La voix d’or de la chanson, Sally Nyolo était sur la scène de l’Alliance franco-camerounaise de Dschang samedi 8 juin. Pour son spectacle « Zayéné ». « Zayéné » est un plaidoyer, sous la forme de comédie musicale, contre le mariage forcé au Cameroun et en Afrique.
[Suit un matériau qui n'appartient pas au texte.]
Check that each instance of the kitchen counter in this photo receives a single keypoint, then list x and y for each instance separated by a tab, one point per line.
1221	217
Sally Nyolo, dites-moi, comment ça va à l’issue de ce spectacle à Dschang?
Je me sens remplie de joie. Parce que quand je vois le public devant la scène de « Zayéné », je me dis que le message passe. Le message passe parce que le public vient pour prendre le message. Ça veut dire que le plaidoyer des petites filles qui n’ont pas eu le temps d’aller à l’école, de se former avant de se marier va passer. On va prendre conscience que c’est un gros handicape pour notre développement, pour notre peuple. Parce que c’est injuste. Parce que ma mère, ainsi que toutes les mères ont connu l’histoire qu’on raconte-là. Et nous savons que nos élites on ne pourra pas les avoir si nos mamans n’ont pas eu le temps d’être des grandes mamans.
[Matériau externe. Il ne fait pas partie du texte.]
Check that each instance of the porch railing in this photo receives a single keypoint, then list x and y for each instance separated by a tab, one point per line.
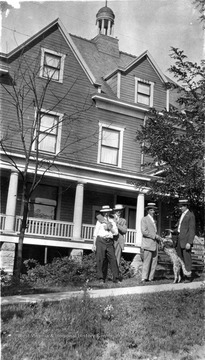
60	229
2	221
44	227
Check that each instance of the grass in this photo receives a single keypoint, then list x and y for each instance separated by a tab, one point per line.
40	287
158	326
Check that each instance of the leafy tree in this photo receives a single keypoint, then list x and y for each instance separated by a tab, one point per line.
174	139
23	95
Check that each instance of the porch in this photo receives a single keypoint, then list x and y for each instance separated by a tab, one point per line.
57	233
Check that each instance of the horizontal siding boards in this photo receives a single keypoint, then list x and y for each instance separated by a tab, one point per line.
131	148
74	92
146	72
91	199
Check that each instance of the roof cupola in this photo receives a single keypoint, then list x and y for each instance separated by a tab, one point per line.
105	21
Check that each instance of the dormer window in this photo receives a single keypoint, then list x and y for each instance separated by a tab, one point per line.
144	92
110	145
48	137
52	65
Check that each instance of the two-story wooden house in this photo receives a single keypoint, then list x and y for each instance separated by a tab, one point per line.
97	99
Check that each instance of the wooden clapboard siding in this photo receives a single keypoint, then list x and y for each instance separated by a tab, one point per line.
144	71
76	100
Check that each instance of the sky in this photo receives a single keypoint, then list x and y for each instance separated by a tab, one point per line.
154	25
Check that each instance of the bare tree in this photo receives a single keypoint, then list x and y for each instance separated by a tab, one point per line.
26	93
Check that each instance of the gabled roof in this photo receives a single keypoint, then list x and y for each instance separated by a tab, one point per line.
135	62
33	39
99	65
100	62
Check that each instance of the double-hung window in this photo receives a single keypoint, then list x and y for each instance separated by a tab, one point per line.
52	65
48	132
110	145
144	92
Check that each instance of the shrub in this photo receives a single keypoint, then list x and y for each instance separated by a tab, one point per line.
64	271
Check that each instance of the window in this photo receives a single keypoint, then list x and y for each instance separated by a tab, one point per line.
52	65
110	145
43	202
49	135
144	91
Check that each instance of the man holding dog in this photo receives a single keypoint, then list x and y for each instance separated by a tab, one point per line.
185	229
149	243
103	244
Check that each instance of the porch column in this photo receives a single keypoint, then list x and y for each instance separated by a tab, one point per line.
8	249
77	219
137	261
139	216
11	202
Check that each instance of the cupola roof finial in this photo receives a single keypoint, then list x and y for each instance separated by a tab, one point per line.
105	20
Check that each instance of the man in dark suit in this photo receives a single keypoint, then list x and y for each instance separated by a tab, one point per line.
149	243
185	229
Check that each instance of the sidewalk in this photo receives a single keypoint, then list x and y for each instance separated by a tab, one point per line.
101	292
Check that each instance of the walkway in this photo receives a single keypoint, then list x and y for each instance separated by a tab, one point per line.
101	292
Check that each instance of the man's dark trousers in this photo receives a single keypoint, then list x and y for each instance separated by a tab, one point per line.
105	253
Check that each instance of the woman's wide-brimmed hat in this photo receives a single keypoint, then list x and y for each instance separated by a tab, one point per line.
151	206
105	208
118	207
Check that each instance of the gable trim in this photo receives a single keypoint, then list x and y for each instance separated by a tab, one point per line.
119	107
69	41
135	62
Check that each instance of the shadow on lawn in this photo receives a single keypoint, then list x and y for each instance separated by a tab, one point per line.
161	277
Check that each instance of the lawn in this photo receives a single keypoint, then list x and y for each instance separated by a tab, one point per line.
158	326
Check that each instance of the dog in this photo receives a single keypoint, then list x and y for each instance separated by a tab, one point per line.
178	264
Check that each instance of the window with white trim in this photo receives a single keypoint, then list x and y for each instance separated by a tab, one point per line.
144	92
49	134
52	65
110	145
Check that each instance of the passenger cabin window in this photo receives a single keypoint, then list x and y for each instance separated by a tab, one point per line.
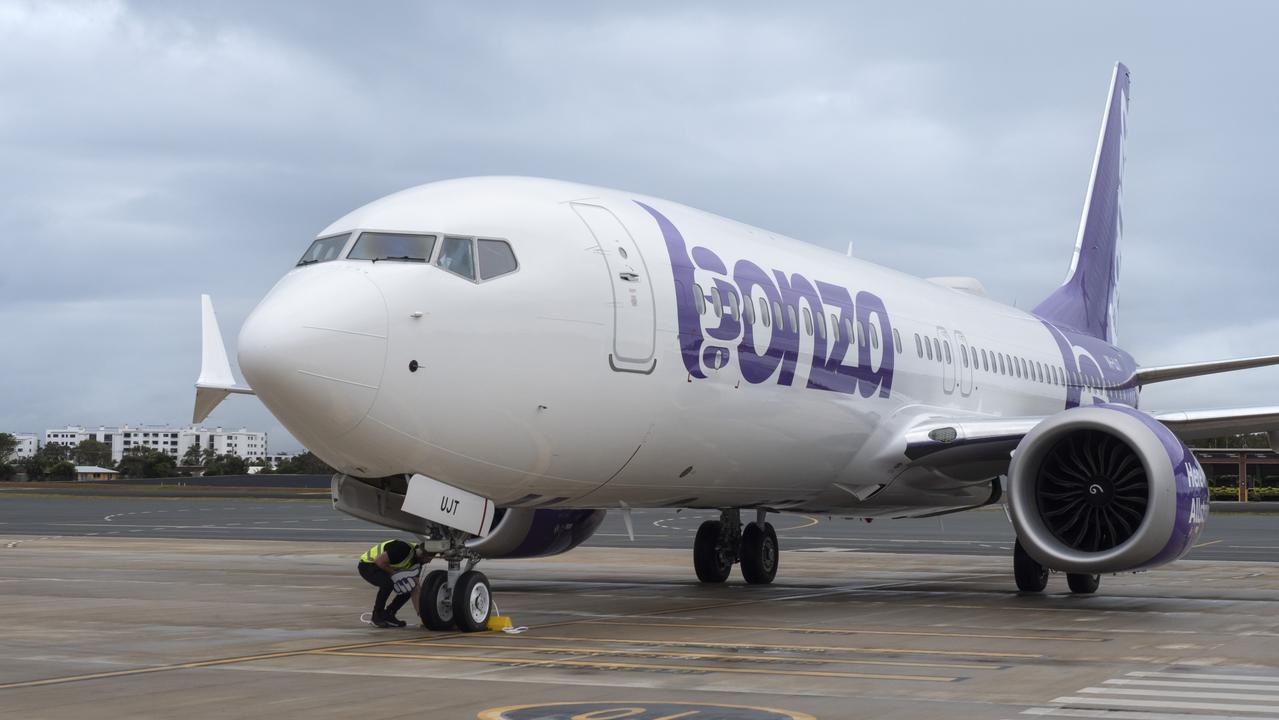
324	250
455	256
495	258
398	247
Pourquoi avez-vous choisi Dschang, c’est rare pour vous non ?
Le choix de Dschang parce que c’est une ville où je garde les plus beaux souvenirs impérissables. C’est une ville où il y a la concentration d’un très bel esprit. Dschang n’est pas seulement une ville estudiantine comme on le sait-parce que bien sûr qu’ici à Dschang il y a l’université, les lycées, etc.- on part du monde entier pour venir à Dschang. Je me disais que Dschang était une vraie première destination. Donc je suis venue à l’Ouest pour d’abord prendre mes bons repères avant d’aller ailleurs. Et mon petit doigt ne m’a pas trompé. Parce que non seulement accepté qu’on vienne à l’Ouest, mais également vous nous avez accueillis comme il se devait. On se sent fort maintenant pour aller de l’autre côté. Et comme on est toujours bien chez soi, on s’est dit qu’on allait bientôt revenir ici.

Après Dschang qu’est-ce quelle est votre prochaine destination ?
La suite du programme c’est bien sûr le sud, c’est bien sûr aussi le nord. Parce qu’au nord du pays le problème est de mesure. On avait commencé avec Unicef à partir à l’Est. J’avais rencontré celle qui m’a inspirée pas mal de ces chansons, pas mal de ces plaidoyers. Elle s’appelle Mariama. Elle était mariée depuis cinq ans et elle n’avait que 13 ans. Ça veut dire qu’elle était mariée à l’âge de huit ans. Et chaque fois que j’ai pensé à elle j’ai créé une nouvelle chanson. Je sais que Mariama sera entendue à un moment donné. Les Mariama pourront avoir une chance de se refaire.

Vous voudriez redire ici le discours à l’attention de ces parents qui persistent dans la voie que vous combattez ?


Le discours c’est le plaidoyer que vous avez entendu. Il est sous forme de chanson. Je pense que celui qui vient au spectacle l’entend bien. Ils doivent venir au spectacle pour entendre ce plaidoyer.